Gary Gallagher’s (The Confederate War, many others) “Upon Their Success….” compares Grant, Sherman, and Lee. Grant and Sherman get due credit for winning and Gallagher defends (justly, in my amateur opinion) Lee’s aggressiveness.
In “The Perseverance of the Soldiers,” Reid Mitchell (Civil War Soldiers) credits Federal Soldiers for staying the course and reelecting Lincoln while the Confederate armies were plagued with desertion.
“Black Glory: The African-American Role in Union Victory” by Joseph T. Glatthaar (The March to the Sea and Beyond), credits black soldiers, in great numbers with helping to achieve victory, something which is often overlooked or unknown.
Having read it, I wondered in places that the book shouldn’t have been titled Why the Union won. Perhaps the Confederacy lost because it didn’t or couldn’t do what the Union did to win. Regardless, a good read.
Essays 3 and 5 are good. The rest are dull and offer nothing exciting and even rely on old myths, like McClellan as a peace candidate in 1864, when there is no evidence to support such a claim.

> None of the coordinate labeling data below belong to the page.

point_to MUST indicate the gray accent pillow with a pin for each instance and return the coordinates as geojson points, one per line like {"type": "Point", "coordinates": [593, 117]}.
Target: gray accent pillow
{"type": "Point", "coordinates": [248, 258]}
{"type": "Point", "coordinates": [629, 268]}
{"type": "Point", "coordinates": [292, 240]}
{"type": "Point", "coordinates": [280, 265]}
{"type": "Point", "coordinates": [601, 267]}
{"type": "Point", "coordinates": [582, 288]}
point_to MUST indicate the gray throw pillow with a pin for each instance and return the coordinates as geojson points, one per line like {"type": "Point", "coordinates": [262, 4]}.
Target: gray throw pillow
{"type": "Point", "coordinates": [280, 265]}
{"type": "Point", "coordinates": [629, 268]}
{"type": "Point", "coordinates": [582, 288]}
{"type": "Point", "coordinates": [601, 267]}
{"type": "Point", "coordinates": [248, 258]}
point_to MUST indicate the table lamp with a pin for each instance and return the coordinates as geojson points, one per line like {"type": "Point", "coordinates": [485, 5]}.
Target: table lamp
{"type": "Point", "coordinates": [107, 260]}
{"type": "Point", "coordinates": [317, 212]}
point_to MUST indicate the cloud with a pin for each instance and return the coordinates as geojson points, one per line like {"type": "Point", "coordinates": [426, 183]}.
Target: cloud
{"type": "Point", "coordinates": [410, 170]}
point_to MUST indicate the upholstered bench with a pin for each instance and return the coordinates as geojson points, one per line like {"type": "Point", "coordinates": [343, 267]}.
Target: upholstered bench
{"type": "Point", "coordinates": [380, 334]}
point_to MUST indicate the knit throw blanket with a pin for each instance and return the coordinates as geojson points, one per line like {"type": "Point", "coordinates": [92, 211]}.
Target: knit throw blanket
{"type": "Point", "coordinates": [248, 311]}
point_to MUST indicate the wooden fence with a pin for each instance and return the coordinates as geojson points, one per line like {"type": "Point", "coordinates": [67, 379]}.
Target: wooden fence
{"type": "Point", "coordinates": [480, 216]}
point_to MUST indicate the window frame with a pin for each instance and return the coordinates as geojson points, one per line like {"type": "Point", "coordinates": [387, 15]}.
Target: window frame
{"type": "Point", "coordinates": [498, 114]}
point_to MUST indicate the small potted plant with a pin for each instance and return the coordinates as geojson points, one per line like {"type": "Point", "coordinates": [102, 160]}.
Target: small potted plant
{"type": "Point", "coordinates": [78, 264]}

Different perspectives by five historians on why the Confederacy lost.
Obviously I recall the last one the best, and he indicated in his thesis that it was the of black soldiers that put the Union over the top much like the American doughboy in WWI did not win the war for the Allies per se, but gave that extra push that put them over the top.
A collection of five essays by well-known historians. Ballanced and fair coverage of the political, economic and military reasons why the south lost the war.